In ‘Uitlaatklep’ vertellen collega’s op welke manier zij even stoom afblazen en loskomen van de hectiek van alledag. In deze aflevering: huisarts Lisette van de Weg, praktijkhouder in Apeldoorn.

Tekst: Martijn Reinink | De Beeldredaktie/Gerlinde Schrijvert

Haar oma leerde haar naaien toen ze nog kind was. En hoewel Lisette van de Weg (62) geen coupeuse maar huisarts werd, heeft ze altijd af niteit met het ambacht gehouden. In de jaren dat ze op het toneel stond, maakte ze zelf kleding voor de acteurs. Ze heeft trouwens ook aan cabaret gedaan, gezongen en geschilderd.

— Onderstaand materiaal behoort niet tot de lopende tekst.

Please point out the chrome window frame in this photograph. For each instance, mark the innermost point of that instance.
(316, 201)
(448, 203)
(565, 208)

“In mijn werk gebruik ik vooral mijn linkerhersenhelft, daarbuiten stimuleer ik graag de creatieve rechterkant.” Zo’n vijf jaar geleden kwam de huisarts op het idee om oude, versleten stoelen opnieuw te gaan bekleden. “Ik heb een meubelbekleder in Apeldoorn gevraagd of zij cursussen gaf. Dat deed ze niet, door mij is ze daarmee begonnen. Inmiddels zijn we met z’n vieren.”

Elke maandagavond storten de vier zich in de werkplaats van FotoVintage op een oude stoel of fauteuil. “Eerst helemaal ontmantelen en dan weer opbouwen”, zegt Van de Weg. “Maar de weg van ‘kaal tot klaar’ is een lange, vol hobbels. Vaak moet iets opnieuw of toch weer uit elkaar. Het is continu twee stappen vooruit, één achteruit. Een stoel bekleden vraagt ongelofelijk veel geduld. Eerst vond ik dat frustrerend, maar nu juist leuk. Ik ga er helemaal in op. Een les duurt drie uur, maar die tijd vliegt voorbij.”

‘Wat de meesten van hen (nog) niet weten, is dat ze in elke stoel een briefje stopt’

Soms gaat Van de Weg thuis verder met ontmantelen of dichtnaaien, maar het liefst is ze in de werkplaats bezig. “Dan zie ik om me heen dat ik niet de enige ben die ploetert”, lacht ze. “Ik vind het vooral leuk omdat ik nog steeds elke week iets nieuws leer. Hoe span je deze veer, hoe rekbaar is deze stof, hoe dik moet dit kussen? Geen stoel is gelijk, en onze juf weet altijd raad.”

De huisarts heeft een aantal stoelen uit haar praktijk opgeknapt, maar de meeste van de versleten stoelen die ze – kosteloos – onder handen neemt, zijn van familieleden of bekenden. Wat de meesten van hen (nog) niet weten, is dat ze in elke stoel een briefje stopt. “Het zijn vaak stoelen met een bijzondere waarde, omdat ze bijvoorbeeld van een grootouder zijn geweest. Dat schrijf ik op. Het lijkt me leuk voor degene die hem ooit weer opnieuw bekleedt, om iets over de geschiedenis van de stoel te lezen.”